Wskazówki te wprowadzają jednak jeszcze większą niepewność sytuacji prawnej stron procesu. Nie wiadomo bowiem, kiedy zatwierdzenie lub odmowa zatwierdzenia przez kuratora wytoczenia powództwa powinno zostać ocenione jako „ważniejsza sprawa” w rozumieniu art. 156 k.r.o., a i tak ostatecznie decydujące znaczenie może mieć stanowisko  sądu opiekuńczego. Sąd Apelacyjny zadający Sądowi Najwyższemu pytanie prawne trafnie zauważył, że choć są sytuacje, gdy jedno z rodziców może skutecznie podjąć decyzję o wytoczeniu w imieniu dziecka powództwa przeciwko drugiemu z rodziców, a nawet w procesie takim je reprezentować (np. w sprawach o bezpłatne przysporzenie albo o alimenty - art. 98 § 2 pkt 2 k.r.o.), to sprawa o ochronę dóbr osobistych małoletniego dziecka przeciwko pozwanemu rodzicowi ma znacznie większy ciężar gatunkowy niż sprawa o alimenty. Wydaje się więc, że sprawy takie niejako ze swojej istoty są „sprawami ważniejszymi” dziecka, o których mowa w art. 156 k.r.o.

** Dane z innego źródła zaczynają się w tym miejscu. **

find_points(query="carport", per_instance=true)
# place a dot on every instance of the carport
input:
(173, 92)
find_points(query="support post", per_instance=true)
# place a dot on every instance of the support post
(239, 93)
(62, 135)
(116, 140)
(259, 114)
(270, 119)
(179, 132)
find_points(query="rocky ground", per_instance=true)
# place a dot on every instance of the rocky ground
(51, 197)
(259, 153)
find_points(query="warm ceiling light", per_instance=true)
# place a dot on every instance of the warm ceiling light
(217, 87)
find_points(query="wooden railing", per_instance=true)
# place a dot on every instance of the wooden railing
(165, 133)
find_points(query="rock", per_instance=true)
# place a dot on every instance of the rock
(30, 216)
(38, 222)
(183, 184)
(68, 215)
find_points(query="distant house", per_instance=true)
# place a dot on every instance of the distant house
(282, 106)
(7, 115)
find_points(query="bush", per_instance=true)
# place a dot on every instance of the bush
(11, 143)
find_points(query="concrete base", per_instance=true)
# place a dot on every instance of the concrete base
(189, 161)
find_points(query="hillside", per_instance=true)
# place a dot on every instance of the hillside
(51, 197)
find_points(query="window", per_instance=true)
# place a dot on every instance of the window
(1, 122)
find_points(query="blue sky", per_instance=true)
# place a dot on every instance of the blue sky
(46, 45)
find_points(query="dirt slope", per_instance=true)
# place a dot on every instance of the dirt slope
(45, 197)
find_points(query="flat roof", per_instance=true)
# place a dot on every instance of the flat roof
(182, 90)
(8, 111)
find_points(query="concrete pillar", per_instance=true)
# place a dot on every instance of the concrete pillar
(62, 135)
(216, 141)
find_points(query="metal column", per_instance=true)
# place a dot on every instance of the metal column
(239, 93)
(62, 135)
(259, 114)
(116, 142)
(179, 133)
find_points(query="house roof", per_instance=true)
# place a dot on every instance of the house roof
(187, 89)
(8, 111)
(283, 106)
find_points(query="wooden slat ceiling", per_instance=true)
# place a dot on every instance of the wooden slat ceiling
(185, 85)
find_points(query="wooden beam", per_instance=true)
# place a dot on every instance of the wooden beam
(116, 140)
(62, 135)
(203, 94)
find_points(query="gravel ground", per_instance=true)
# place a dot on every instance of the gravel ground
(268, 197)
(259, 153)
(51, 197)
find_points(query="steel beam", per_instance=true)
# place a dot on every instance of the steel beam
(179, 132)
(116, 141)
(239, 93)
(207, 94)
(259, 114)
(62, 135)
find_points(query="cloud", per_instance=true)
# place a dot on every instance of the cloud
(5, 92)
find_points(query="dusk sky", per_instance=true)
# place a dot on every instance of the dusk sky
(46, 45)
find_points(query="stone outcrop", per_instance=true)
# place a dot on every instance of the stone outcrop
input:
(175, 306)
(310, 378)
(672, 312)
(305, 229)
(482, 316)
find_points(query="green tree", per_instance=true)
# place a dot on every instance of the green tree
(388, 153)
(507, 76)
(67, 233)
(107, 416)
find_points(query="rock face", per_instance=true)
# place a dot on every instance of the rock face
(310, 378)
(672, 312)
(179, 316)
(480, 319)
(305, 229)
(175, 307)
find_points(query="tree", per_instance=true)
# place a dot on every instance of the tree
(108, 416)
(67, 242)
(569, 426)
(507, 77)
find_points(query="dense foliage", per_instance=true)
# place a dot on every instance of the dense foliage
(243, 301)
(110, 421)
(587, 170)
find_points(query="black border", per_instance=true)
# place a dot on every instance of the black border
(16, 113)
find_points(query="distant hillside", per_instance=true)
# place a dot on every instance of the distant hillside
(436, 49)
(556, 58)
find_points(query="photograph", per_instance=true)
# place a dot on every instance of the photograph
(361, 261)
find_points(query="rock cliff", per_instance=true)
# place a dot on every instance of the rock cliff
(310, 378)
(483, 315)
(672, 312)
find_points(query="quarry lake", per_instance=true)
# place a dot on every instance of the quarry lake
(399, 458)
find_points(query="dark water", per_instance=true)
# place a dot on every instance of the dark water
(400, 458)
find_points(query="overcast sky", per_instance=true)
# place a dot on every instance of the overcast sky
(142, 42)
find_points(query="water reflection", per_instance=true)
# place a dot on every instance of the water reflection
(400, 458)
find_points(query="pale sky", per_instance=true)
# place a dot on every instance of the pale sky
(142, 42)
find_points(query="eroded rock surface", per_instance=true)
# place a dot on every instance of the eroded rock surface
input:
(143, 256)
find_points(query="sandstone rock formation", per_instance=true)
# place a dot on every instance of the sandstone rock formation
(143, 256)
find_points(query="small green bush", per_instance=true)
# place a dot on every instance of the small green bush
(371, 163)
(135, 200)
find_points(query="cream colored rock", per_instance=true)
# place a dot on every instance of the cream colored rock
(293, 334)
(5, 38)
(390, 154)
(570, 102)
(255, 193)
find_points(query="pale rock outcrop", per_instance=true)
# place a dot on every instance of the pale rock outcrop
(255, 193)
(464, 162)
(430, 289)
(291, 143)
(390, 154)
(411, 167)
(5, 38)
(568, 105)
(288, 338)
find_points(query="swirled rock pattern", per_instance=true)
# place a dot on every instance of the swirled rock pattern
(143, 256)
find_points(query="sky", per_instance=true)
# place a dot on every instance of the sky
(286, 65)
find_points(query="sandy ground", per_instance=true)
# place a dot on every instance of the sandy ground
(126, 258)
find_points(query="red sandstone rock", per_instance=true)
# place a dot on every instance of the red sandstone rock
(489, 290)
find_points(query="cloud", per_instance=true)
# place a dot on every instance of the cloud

Dlatego w moim przekonaniu byłoby lepiej – szybciej, taniej, pewniej – aby sąd opiekuńczy zajmował stanowisko zanim zostanie uruchomione postępowanie z powództwa dziecka o ochronę jego dóbr osobistych przeciwko rodzicowi, które będzie angażowało czas, pieniądze i przede wszystkim emocje rodziców tego dziecka oraz samego dziecka, jeżeli będzie ono w starszym wieku.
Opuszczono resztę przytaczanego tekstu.